The auditor is no longer alone. There’s another intelligence in the room

Auditors are increasingly adopting artificial intelligence to enhance the efficiency and accuracy of audits in India. These technological advancements allow auditors to analyze vast amounts of data and detect inconsistencies effectively. AI tools ...

Audits have traditionally meant auditors spending hours sifting through ledgers, invoices, contracts and financial records. Artificial intelligence (AI) is changing that equation, helping auditors analyse large volumes of data, flag unusual transactions and identify potential compliance and fraud risks.

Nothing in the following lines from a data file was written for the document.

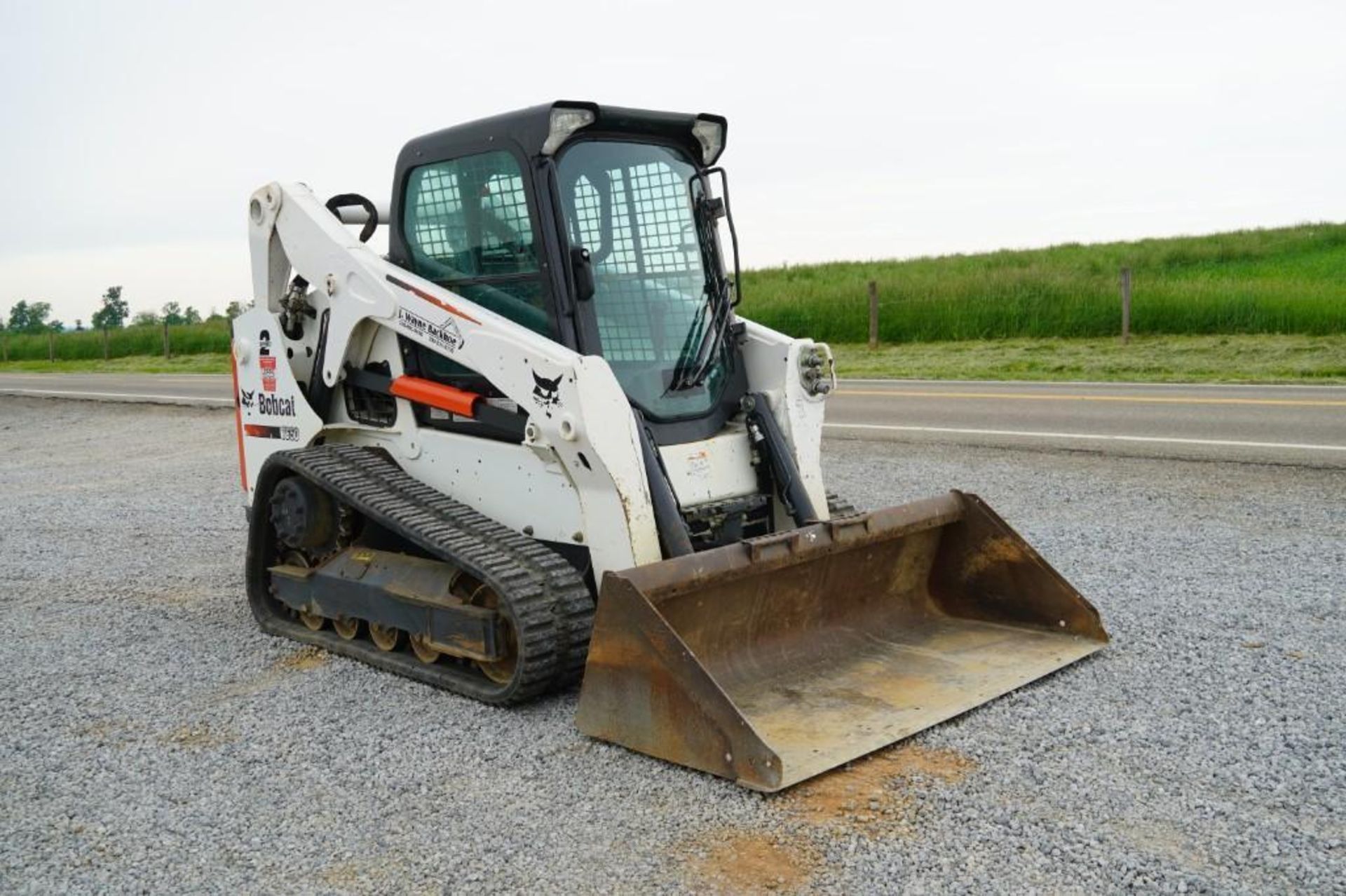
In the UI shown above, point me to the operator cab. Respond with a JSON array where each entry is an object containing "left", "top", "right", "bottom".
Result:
[{"left": 389, "top": 102, "right": 747, "bottom": 444}]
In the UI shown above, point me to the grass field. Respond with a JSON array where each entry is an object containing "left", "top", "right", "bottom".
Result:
[
  {"left": 0, "top": 224, "right": 1346, "bottom": 382},
  {"left": 832, "top": 334, "right": 1346, "bottom": 383},
  {"left": 0, "top": 334, "right": 1346, "bottom": 383},
  {"left": 4, "top": 320, "right": 229, "bottom": 362},
  {"left": 0, "top": 353, "right": 229, "bottom": 373},
  {"left": 740, "top": 224, "right": 1346, "bottom": 343}
]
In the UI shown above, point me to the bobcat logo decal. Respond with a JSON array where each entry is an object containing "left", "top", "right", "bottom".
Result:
[{"left": 533, "top": 370, "right": 565, "bottom": 417}]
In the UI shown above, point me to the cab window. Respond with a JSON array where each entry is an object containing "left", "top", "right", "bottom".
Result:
[{"left": 402, "top": 151, "right": 555, "bottom": 338}]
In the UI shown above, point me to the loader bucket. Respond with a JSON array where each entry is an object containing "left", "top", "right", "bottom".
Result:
[{"left": 576, "top": 491, "right": 1108, "bottom": 791}]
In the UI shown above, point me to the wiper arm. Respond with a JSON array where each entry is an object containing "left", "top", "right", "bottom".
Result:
[{"left": 669, "top": 179, "right": 737, "bottom": 390}]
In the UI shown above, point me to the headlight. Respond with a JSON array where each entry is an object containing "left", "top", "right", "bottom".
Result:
[
  {"left": 543, "top": 107, "right": 594, "bottom": 156},
  {"left": 694, "top": 113, "right": 724, "bottom": 164}
]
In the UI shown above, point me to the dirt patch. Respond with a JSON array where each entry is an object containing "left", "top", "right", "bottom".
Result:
[
  {"left": 159, "top": 722, "right": 238, "bottom": 749},
  {"left": 271, "top": 647, "right": 331, "bottom": 672},
  {"left": 963, "top": 537, "right": 1027, "bottom": 578},
  {"left": 679, "top": 830, "right": 821, "bottom": 895},
  {"left": 210, "top": 646, "right": 331, "bottom": 702},
  {"left": 781, "top": 744, "right": 977, "bottom": 836}
]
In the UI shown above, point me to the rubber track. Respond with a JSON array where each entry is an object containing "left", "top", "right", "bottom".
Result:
[{"left": 252, "top": 445, "right": 594, "bottom": 704}]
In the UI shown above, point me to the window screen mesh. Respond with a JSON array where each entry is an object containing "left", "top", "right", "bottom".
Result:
[
  {"left": 571, "top": 161, "right": 705, "bottom": 363},
  {"left": 404, "top": 151, "right": 555, "bottom": 335},
  {"left": 405, "top": 152, "right": 537, "bottom": 280}
]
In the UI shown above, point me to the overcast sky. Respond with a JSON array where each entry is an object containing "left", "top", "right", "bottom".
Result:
[{"left": 0, "top": 0, "right": 1346, "bottom": 324}]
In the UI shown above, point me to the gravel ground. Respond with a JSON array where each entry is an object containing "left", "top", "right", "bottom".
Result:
[{"left": 0, "top": 398, "right": 1346, "bottom": 893}]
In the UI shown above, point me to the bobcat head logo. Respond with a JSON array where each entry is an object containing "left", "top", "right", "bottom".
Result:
[{"left": 533, "top": 370, "right": 565, "bottom": 416}]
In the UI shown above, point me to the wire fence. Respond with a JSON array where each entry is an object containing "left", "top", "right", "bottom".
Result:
[{"left": 0, "top": 320, "right": 230, "bottom": 362}]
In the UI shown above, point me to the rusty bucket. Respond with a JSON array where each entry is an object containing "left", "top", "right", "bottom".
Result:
[{"left": 576, "top": 491, "right": 1108, "bottom": 791}]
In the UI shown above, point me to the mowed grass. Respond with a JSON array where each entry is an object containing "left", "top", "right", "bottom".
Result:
[
  {"left": 4, "top": 320, "right": 230, "bottom": 362},
  {"left": 832, "top": 334, "right": 1346, "bottom": 383},
  {"left": 0, "top": 354, "right": 229, "bottom": 374},
  {"left": 0, "top": 334, "right": 1346, "bottom": 383},
  {"left": 740, "top": 224, "right": 1346, "bottom": 343}
]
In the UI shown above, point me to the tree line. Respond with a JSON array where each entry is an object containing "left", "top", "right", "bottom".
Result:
[{"left": 0, "top": 287, "right": 243, "bottom": 334}]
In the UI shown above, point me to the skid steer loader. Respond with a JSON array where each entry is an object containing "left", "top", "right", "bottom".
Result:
[{"left": 233, "top": 102, "right": 1108, "bottom": 791}]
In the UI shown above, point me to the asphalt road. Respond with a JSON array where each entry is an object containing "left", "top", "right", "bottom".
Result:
[{"left": 0, "top": 374, "right": 1346, "bottom": 467}]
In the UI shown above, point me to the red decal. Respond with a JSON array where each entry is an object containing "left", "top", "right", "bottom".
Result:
[
  {"left": 257, "top": 357, "right": 276, "bottom": 391},
  {"left": 229, "top": 348, "right": 247, "bottom": 491},
  {"left": 388, "top": 274, "right": 482, "bottom": 324}
]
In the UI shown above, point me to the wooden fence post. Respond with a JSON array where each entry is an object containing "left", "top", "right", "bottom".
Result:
[
  {"left": 1121, "top": 268, "right": 1131, "bottom": 344},
  {"left": 869, "top": 280, "right": 879, "bottom": 348}
]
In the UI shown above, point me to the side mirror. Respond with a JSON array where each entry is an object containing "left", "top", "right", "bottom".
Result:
[{"left": 571, "top": 246, "right": 594, "bottom": 301}]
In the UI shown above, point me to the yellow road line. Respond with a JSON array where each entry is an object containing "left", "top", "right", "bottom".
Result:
[{"left": 836, "top": 389, "right": 1346, "bottom": 407}]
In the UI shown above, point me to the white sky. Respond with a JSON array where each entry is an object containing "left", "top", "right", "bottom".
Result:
[{"left": 0, "top": 0, "right": 1346, "bottom": 324}]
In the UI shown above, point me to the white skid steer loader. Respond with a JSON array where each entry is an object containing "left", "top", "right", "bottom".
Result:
[{"left": 233, "top": 102, "right": 1108, "bottom": 791}]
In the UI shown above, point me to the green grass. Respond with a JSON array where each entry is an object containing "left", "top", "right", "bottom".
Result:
[
  {"left": 0, "top": 320, "right": 230, "bottom": 362},
  {"left": 0, "top": 354, "right": 229, "bottom": 373},
  {"left": 740, "top": 224, "right": 1346, "bottom": 343},
  {"left": 0, "top": 335, "right": 1346, "bottom": 383},
  {"left": 832, "top": 334, "right": 1346, "bottom": 383}
]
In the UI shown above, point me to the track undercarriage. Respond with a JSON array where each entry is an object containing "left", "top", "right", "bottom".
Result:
[{"left": 247, "top": 445, "right": 594, "bottom": 704}]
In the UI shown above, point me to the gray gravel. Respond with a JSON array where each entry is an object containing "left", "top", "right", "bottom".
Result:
[{"left": 0, "top": 398, "right": 1346, "bottom": 893}]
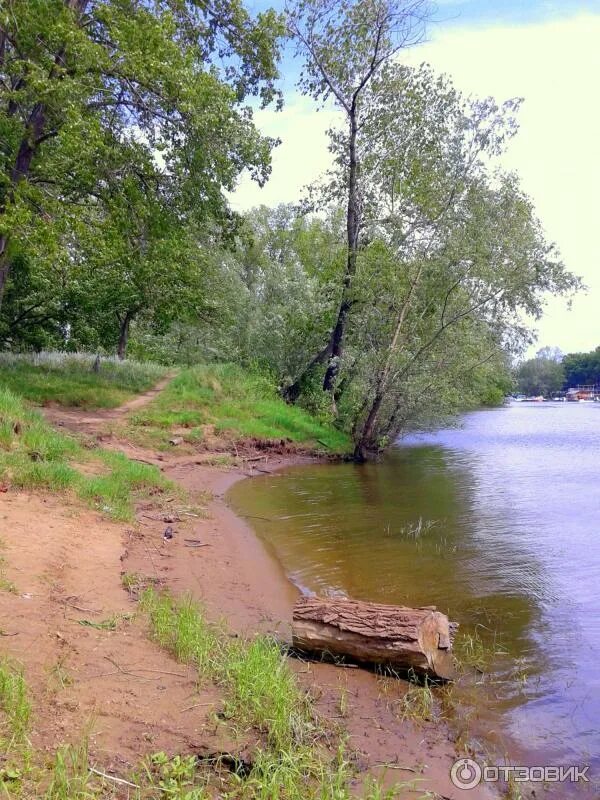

This is especially important in India, where the regulatory landscape is vast. Businesses today have to navigate more than 1,530 Acts and Rules and comply with over 69,000 statutory obligations, covering everything from licences and filings to inspections, disclosures and operational requirements, according to a TeamLease RegTech report.

Read more: Space-tech’s missing link: The skilled talent powering India’s $100 billion ambition


Rising use of AI in audits

AI is moving beyond experimentation in the audit and accounting industry, with firms increasingly using the technology for data analysis, documentation and other routine audit processes.

According to IDC’s ‘The Future of Audit and Accounting in the AI Era’ report, which surveyed more than 1,000 audit and accounting professionals globally, 66% of respondents said AI is already embedded in their firm’s strategy, being widely used in select functions or being tested through pilot projects. More than half (53%) also agreed or strongly agreed that AI tools can improve audit quality.

“The biggest benefit of using AI in audit and compliance is a more efficient, less disruptive, and more insight-driven process. The real value is not only in saving time, but in enabling earlier action, stronger controls, better documentation, and faster closure,” Sachin Mohe, Partner, Audit Technology Specialist, Deloitte India, told ET Online.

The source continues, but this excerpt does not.